Commentary
Video
Dr Richter on Proactive Toxicity Management With Bispecific Antibodies in Myeloma
Author(s):
Joshua Richter, MD, discusses the role of bispecific antibody therapy in myeloma and expands on toxicity management for these agents.
Joshua Richter, MD, associate professor of Medicine, the Division of Hematology and Medical Oncology, Tisch Cancer Institute, and director of Multiple Myeloma, Blavatnik Family Chelsea Medical Center, Mount Sinai, discusses the role of bispecific antibodies in the contemporary therapeutic arsenal for patients with relapsed/refractory multiple myeloma.
His insights, drawn from his presentation at the 41st Annual CFS®, shed light on the integration of bispecific antibodies into the current treatment paradigm for relapsed/refractory disease, and how toxicity from these agents can be mitigated.
Focusing on BCMA-directed bispecific antibodies such as teclistamab-cqyv (Tecvayli) and talquetamab-tgvs (Talvey), Richter emphasizes the advantages of prophylactic measures to manage potential treatment-related toxicities.

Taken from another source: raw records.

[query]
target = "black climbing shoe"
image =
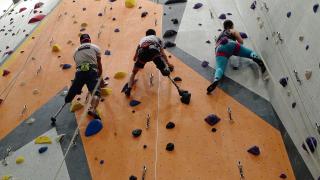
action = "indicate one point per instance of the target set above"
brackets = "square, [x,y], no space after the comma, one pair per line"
[212,86]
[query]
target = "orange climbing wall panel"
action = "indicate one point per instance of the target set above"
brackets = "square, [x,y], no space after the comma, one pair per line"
[198,154]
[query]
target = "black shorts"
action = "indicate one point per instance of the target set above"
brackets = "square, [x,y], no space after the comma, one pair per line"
[89,78]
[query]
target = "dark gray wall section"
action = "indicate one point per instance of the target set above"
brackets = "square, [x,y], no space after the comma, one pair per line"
[251,100]
[76,160]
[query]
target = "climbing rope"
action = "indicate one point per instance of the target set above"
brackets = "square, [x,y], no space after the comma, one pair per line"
[283,99]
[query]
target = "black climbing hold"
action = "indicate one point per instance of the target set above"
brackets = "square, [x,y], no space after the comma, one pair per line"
[288,14]
[312,144]
[222,16]
[174,1]
[212,119]
[170,125]
[136,132]
[315,8]
[284,81]
[170,147]
[169,33]
[144,14]
[197,6]
[254,150]
[177,79]
[169,44]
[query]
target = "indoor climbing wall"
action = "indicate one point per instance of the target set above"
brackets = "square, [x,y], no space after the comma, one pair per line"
[151,135]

Richter discussed recommending prophylaxis against Pneumocystis jirovecii pneumonia, using agents such as trimethoprim sulfamethoxazole or atovaquone for patients undergoing BCMA-targeted bispecific antibody therapy. Similarly, Richter advises herpes simplex virus/varicella zoster virus prophylaxis with either acyclovir or valacyclovir. Stressing the importance of maintaining immunocompetence, he advocates for primary prophylaxis with intravenous immunoglobulin (IViG) in patients treated with BCMA-based bispecific antibodies. He acknowledges the need for a nuanced approach, suggesting delayed initiation of IViG due to initial high immunoglobulin G (IgG) levels in patients with relapsed disease to mitigate the risk of hyperviscosity, with subsequent administration recommended after IgG levels stabilize.
Furthermore, Richter discusses strategies to address toxicity associated with anti-CD38 antibodies, proposing secondary prophylaxis with IViG upon the onset of hypogammaglobulinemia and recurrent infections. This adaptive strategy ensures timely intervention while minimizing adverse effects, he says.
Richter's insights underscore the importance of proactive toxicity management in the context of bispecific antibody therapy for patients with multiple myeloma. By implementing targeted prophylactic measures, clinicians can optimize treatment outcomes and minimize AEs, thereby enhancing patient care and quality of life, he concludes.